Il faudrait arroser mes laitues
et un mur ayant bu beaucoup de soleil
pour mûrir mes poires en espalier
Deux carrés pour mes asperges
et les plates-bandes de fraisiers
Si vous aviez la bonté
de mettre aussi un vieux figuier
pour donner de l’ombre
et beaucoup d’arbres fruitiers
pour les saisons de confitures
N’oubliez pas un puits profond
et un jet d’eau à volonté
C’est une vie qui n’est pas une vie
que d’être un jardin égaré
qui n’existe qu’en souvenir
et ne sait plus où fleurir
(Claude Roy)
Recueil: À la lisière du temps suivi de Le voyage d’automne
Traduction:
Editions: Gallimard
L’odeur du buis le fait penser aux poires mûres,
cette valse à son amour pour Hélène.
La mer, la mer le fait penser à l’infini,
ce lac si calme, à la longueur du temps.
Le ciel des nuits d’été, ça va de soi, le fait penser à Dieu.

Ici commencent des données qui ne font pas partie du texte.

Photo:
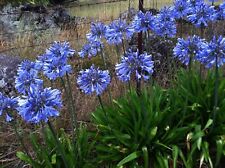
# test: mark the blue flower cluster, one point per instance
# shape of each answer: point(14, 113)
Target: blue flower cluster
point(141, 65)
point(207, 53)
point(180, 9)
point(98, 31)
point(7, 104)
point(39, 104)
point(27, 74)
point(93, 80)
point(91, 49)
point(201, 14)
point(213, 52)
point(165, 24)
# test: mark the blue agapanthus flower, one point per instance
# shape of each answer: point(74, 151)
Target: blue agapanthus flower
point(165, 25)
point(201, 14)
point(93, 80)
point(214, 49)
point(60, 49)
point(40, 104)
point(133, 63)
point(180, 9)
point(54, 62)
point(221, 11)
point(27, 74)
point(194, 3)
point(188, 49)
point(143, 22)
point(91, 49)
point(6, 105)
point(117, 31)
point(97, 32)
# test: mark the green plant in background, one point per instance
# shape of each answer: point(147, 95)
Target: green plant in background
point(47, 155)
point(193, 98)
point(138, 131)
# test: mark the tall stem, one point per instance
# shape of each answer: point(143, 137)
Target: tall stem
point(59, 146)
point(14, 124)
point(216, 93)
point(124, 48)
point(140, 47)
point(74, 116)
point(69, 108)
point(103, 58)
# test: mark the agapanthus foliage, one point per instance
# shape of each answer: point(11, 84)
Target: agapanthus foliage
point(221, 11)
point(27, 74)
point(97, 31)
point(180, 9)
point(215, 50)
point(143, 22)
point(201, 14)
point(7, 105)
point(187, 50)
point(194, 3)
point(93, 80)
point(118, 31)
point(165, 25)
point(134, 63)
point(91, 49)
point(40, 104)
point(54, 62)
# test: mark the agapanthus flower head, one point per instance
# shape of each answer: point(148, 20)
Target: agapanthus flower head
point(40, 104)
point(27, 74)
point(221, 11)
point(7, 104)
point(201, 14)
point(91, 49)
point(143, 22)
point(60, 49)
point(93, 80)
point(117, 31)
point(28, 66)
point(97, 32)
point(180, 9)
point(165, 25)
point(133, 63)
point(213, 1)
point(54, 62)
point(214, 50)
point(188, 49)
point(194, 3)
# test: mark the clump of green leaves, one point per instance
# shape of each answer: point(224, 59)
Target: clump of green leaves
point(77, 154)
point(138, 131)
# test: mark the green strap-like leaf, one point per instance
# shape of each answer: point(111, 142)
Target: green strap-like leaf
point(129, 158)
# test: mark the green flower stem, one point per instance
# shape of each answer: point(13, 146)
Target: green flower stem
point(59, 146)
point(118, 53)
point(103, 58)
point(124, 47)
point(69, 107)
point(102, 106)
point(138, 87)
point(14, 124)
point(181, 28)
point(216, 93)
point(74, 116)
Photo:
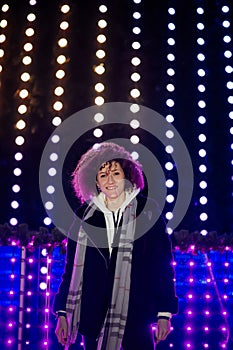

Pourquoi les choses font-elles toujours penser à autre chose ?
Un parapluie, une poire sur la table.
Et le personnage ici présent doit être le silence.
Mais ce morceau de fromage veut encore confirmer ce silence.
Eh bien, c’est trop.
Quand il est question de silence,
il ne faut pas le crier si haut ni le répéter avec du fromage.